Yes, a faculty member assumes that poor people are lazy. Just another day on my campus, honestly.

This cynical pedagogy comes out in two ways: First, the syllabus is designed for the students who can’t do anything. It’s limited and asks little of them except route work. Secondly, the professor has a haughty attitude toward questions. The students are frequently made fun of or belittled for asking questions in class (I was led to believe this was the function of class). So by the time they come to this late course on Modern Rhetorical Theory, they understand it’s better to be quiet and absent than invested and wrong. This is the fault of my colleagues.

But are they colleagues? The university’s insistence on treating teachers like contract employees develops a sense of community and investment in the community just shy of an Uber driver’s investment in the workplace community. Developing tenured or long-term 3rd way relationships with professors is the way to fix this. But that’s a whole other issue. We need more people less worried about whether they will have a job in 2 years and more worried about how they will teach their subject over time for the community they are a part of. 

The term is ending sadly for me. It’s a false sense of closure. The problems are still here even if the class is blissfully out of its misery. I feel like such a disappointment. I couldn’t adapt to what the students needed. I spent all term reading books and taking notes just to show up to a barely full classroom who had not read much of anything. I tried to adapt by lowering the assignment burden and making them more open. The results were still not that great, as people were not reading. They were not coming to class to ask questions. When they did come to class, they were silent. 

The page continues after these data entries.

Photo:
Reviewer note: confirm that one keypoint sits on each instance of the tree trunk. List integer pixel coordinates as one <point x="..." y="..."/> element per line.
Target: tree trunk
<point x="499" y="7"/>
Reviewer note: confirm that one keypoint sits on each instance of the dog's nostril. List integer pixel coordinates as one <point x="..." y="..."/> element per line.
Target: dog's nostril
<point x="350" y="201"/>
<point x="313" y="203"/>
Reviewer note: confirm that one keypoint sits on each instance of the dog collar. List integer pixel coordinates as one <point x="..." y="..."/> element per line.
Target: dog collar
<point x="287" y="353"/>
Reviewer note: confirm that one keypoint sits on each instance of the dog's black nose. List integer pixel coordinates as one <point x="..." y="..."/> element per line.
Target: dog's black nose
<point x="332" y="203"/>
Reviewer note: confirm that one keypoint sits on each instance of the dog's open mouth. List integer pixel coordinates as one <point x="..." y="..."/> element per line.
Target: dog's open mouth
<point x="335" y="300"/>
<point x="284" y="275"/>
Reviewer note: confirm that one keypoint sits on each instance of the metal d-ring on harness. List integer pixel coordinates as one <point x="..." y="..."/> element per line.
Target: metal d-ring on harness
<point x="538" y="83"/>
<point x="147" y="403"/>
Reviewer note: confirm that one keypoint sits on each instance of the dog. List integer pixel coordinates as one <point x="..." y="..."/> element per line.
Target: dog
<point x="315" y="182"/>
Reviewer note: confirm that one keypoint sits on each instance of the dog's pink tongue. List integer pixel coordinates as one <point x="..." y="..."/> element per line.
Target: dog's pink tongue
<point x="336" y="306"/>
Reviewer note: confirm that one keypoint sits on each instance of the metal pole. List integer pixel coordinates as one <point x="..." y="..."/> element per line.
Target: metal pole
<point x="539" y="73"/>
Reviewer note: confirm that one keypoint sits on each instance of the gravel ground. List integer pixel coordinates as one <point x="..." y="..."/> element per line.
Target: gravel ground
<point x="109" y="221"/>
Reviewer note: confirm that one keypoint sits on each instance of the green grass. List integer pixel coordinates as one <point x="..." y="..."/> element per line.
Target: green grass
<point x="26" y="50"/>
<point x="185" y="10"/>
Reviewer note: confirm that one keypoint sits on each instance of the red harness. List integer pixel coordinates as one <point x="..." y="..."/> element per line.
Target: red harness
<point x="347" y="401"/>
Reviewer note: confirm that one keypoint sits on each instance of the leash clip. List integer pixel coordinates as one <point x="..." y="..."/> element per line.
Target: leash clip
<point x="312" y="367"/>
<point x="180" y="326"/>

My solution is to return to the core curriculum and teach there. This might help a few people question the limited and rather stupid position most core teachers take on the side of discipline: “They have to learn what college is about.” I stand on the side of imagination: “They have to craft a valuable college experience.” One provides tools, the other provides limits. I can’t do anything in a course where the people were actively shamed from sharing ideas and engaging in difficult texts. I can teach a course that is supposed to activate those tastes and attitudes: Public Speaking. More on this later. 

Today I am going to work on my RSA paper, do some reading, some grading, and then I’m meeting with a couple of seniors to talk about Foucault. Not such a bad day honestly. The end of the term is not an end at all, but a mile marker.